Re: Balance of the Planet

Chris Crawford ist ein Pionier der Computerspiel-Industrie. Ein sympathischer, kauzig wirkender Mann, der seinen Idealen folgt. Spieleentwickler, Autor, Gründer der Game Developer Conference … und trotz aller Intelligenz und Reflektion partiell naiv und weltfremd. Dass sich mit Idealen weder Massen noch Gelder bewegen lassen, verdeutlicht nämlich Crawfords bald auslaufendes Kickstarter-Projekt Balance of the Planet. Ich mag Chris Crawford. Sehr sogar. Aber das ändert leider nichts an der Tatsache, dass der gute Mann in Bezug auf Gamedesign seit etlichen Jahren auf der Stelle tritt. Bereits in den Achtzigern forderte er mehr Mut zur Innovation, ignoriert selbst aber konsequent das Konsumverhalten der Spieler. Ein Scheitern ist da vorprogrammiert.

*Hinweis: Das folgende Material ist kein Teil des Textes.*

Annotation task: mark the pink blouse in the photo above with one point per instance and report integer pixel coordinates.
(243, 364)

“This is no kid’s game: it’s a serious simulation.”

Balance of the Planet erschien ursprünglich 1990 und war schon damals ein Nischenprodukt. Es simuliert 80 verschiedene ökologische und wirtschaftliche Faktoren (z.B. Kohlendioxid-Emissionen, Luftverschmutzung, Wirtschaftswachstum, Anstieg des Meeresspiegels, Hunger, Bevölkerungswachstum) und soll — vereinfacht ausgedrückt — dabei helfen, die Probleme der Menschheit zu verstehen. Ein löblicher Ansatz, der nun von Chris Crawford neu aufgelegt werden soll, bei Kickstarter allerdings nur wenige Menschen zu begeistern weiß. Crawford äußert diesbezüglich Unverständnis.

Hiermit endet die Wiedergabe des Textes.